Re: [css3-gcpm] paged presentations, page floats, paged navigation between documents

On Oct 12, 2011, at 2:03 PM, Håkon Wium Lie wrote:

> Also sprach Brad Kemper:
> 
>>>> Paged Media currently always sends the block-axis overflow (or
>>>> vertical-axis, I dunno which) to the next page.  Inline (/horizontal)
>>>> overflow is hidden.  Presumably this should work the same.
>>> 
>>> Yes, it should work the same. But it should only be specified in one place. 
>> 
>> So, do we need an 'overflow-block-axis' that overrides 'overflow-x'
>> or 'overflow-y' depending on the block progression direction?
> 
> I don't understand what we would use it for. 
> 
> Opera's implementation is, in principle, quite simple. We reuse the
> multicol code and lay out the content of the element according to:
> 
>  http://www.w3.org/TR/css3-multicol/#pagination-and-overflow-outside-multicol
> 
> Now, if 'overflow: paged-*' is set (instead of 'overflow: visible' in
> the example), we create new pages from the overflow columns. These new
> pages are laid out according to the paged-* value. For example, if the
> language is RTL and 'overflow: paged-x' is set, pages are laid out
> leftwards. If 'overflow: paged-y' is set, pages are laid out downwards.
> 

I think that's a really weird way of thinking about pagination. You're effectively creating pagination slices along the inline axis instead of the block axis. I think that's pretty strange, and it isn't how columns in a document would lay out conceptually when printing them.
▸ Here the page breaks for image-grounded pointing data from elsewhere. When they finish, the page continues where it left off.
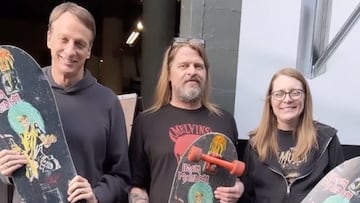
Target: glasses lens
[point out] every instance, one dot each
(188, 40)
(278, 95)
(295, 94)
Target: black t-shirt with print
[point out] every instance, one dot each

Imagine that I used this paged-x overflow value but didn't use columns. Now you've got this whole new pagination model to define (i.e., how do you paginate in the inline direction). This does not make much sense to me.
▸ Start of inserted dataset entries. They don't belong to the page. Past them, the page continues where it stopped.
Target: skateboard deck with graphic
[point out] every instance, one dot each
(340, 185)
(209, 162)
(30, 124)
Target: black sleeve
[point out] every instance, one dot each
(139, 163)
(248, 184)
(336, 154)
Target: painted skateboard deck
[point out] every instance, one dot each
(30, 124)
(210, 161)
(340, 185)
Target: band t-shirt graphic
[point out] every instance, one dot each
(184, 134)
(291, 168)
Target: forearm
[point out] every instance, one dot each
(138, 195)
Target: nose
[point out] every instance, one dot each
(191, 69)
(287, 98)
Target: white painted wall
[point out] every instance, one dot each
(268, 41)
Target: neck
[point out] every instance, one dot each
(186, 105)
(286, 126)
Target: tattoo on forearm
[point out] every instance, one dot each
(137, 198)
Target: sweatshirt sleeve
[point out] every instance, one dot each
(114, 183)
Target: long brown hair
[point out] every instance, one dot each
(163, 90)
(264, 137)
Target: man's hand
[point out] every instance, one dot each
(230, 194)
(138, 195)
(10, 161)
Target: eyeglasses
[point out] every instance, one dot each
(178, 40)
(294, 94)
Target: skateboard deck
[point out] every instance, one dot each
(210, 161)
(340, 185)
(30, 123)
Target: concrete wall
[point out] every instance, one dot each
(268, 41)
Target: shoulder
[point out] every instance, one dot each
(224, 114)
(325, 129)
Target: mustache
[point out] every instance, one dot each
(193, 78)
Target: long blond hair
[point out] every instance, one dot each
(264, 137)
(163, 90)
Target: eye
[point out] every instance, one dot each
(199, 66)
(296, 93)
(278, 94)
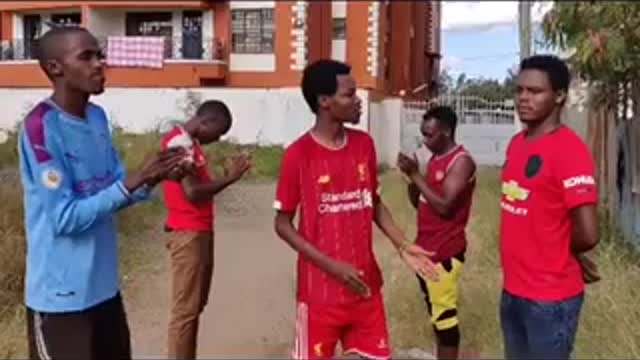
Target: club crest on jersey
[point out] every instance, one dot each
(324, 179)
(51, 179)
(362, 171)
(512, 191)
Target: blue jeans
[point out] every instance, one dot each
(539, 330)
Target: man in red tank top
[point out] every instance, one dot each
(443, 199)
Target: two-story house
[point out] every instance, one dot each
(248, 53)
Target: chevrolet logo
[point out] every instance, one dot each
(512, 191)
(324, 179)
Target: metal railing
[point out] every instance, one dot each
(176, 48)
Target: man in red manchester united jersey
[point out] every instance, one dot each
(443, 199)
(329, 176)
(549, 219)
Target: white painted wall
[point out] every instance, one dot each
(339, 9)
(252, 62)
(271, 116)
(251, 4)
(339, 47)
Basically it feels like you're trying to formalize a "hack", which is - to be fair - what we do in iBooks as well, which is create a horizontal strip using CSS multicol and then slide along it to show pages (either 1 column being shown or 2 columns being shown depending on orientation). However, in iBooks we've been hoping to move away from this model in favor of a better-defined pagination model that isn't built on columns but is built on pages instead.

> I don't see a need for a new property to achieve what I want. Am I
> missing something?


I think we should not be attempting to define pagination as ever happening along the inline axis of a box. I just don't think that is something we should be getting into, as it really only works in this case because you used multicolumn layout and so have a clear sense of where you can draw the pagination boundaries. For all other layout models, paginating along the inline axis is pretty bizarre.

I think pagination should always be along the block axis of a box, but that - for coordinate purposes - it would be acceptable to define how the pages are placed inside a box (even though you only see one at a time). For example it would be ok to say that the pages of a box are in a horizontal strip going from left to right even though you paginated along the block axis.

In other words, I think pagination should always be along the block axis, but that page placement could perhaps be controllable. Maybe that's what you really mean with this syntax?. It's certainly a valid interpretation to state that paged-x and paged-y are only about paged placement, and that once paginated you always paginate along the block axis (knowing that instead of putting columns in a strip, you'd break them up and move them to the next page).

Basically as long as you tell me that if no multicol is used that I still can paginate pages and have them placed in a horizontal strip using paged-x, but that the pagination happened along the block axis, then I think we're not too far off from one another. If you tell me that the inline overflow is what should be paginated, then we have a problem, since I think that makes no sense.